Denn der Überfall läuft nicht wie geplant. Und am Abend sitzen Rösner und Degowski mit zwei Geiseln, den Bankangestellten Andrea Blecker und Reinhold Alles, in einem Fluchtauto, fahren zunächst kreuz und quer durchs Ruhrgebiet, dann nach Bremen, wo sie einen Linienbus samt Fahrgästen kapern. Bei der Verfolgung stirbt der Polizist Ingo Hagen. Und auf der Raststätte Grundbergsee erschießt Degowski den 15-jährigen Emanuele de Giorgi, der in dem entführten Bus saß.

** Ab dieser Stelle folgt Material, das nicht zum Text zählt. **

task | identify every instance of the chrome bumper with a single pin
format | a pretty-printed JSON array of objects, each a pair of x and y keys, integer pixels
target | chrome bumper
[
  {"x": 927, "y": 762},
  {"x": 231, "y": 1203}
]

Das Ende des Gladbecker Geiseldrama auf der A3 bei Bad Honnef. Die einzigen Fotos stammen von GA-Fotograf Holger Arndt. Foto: Holger Arndt

Weiter geht es in die Niederlande und schließlich, in einem mit Mikrofon und Peilsender ausgestatteten BMW der niederländischen Polizei zurück nach Deutschland, nach Köln. Die Bilder des von Schaulustigen und Journalisten umringten Autos in der Fußgängerzone, von den Live-Interviews gebenden Gangstern, gehen um die Welt und symbolisieren bis heute die unrühmliche Rolle der Medien in diesem Spektakel. Die Odyssee endet schließlich im Siebengebirge mit dem Tod Silke Bischoffs. Die einzigen Fotos des Zugriffs auf der A3 stammen von GA-Fotograf Holger Arndt. Wie es dazu kam, welche Fehler Polizei und Politik machten, welche Rolle die Presse spielte und welche Lehren aus dem Gladbecker Geiseldrama gezogen wurden, darum geht es in „Akte Rheinland“.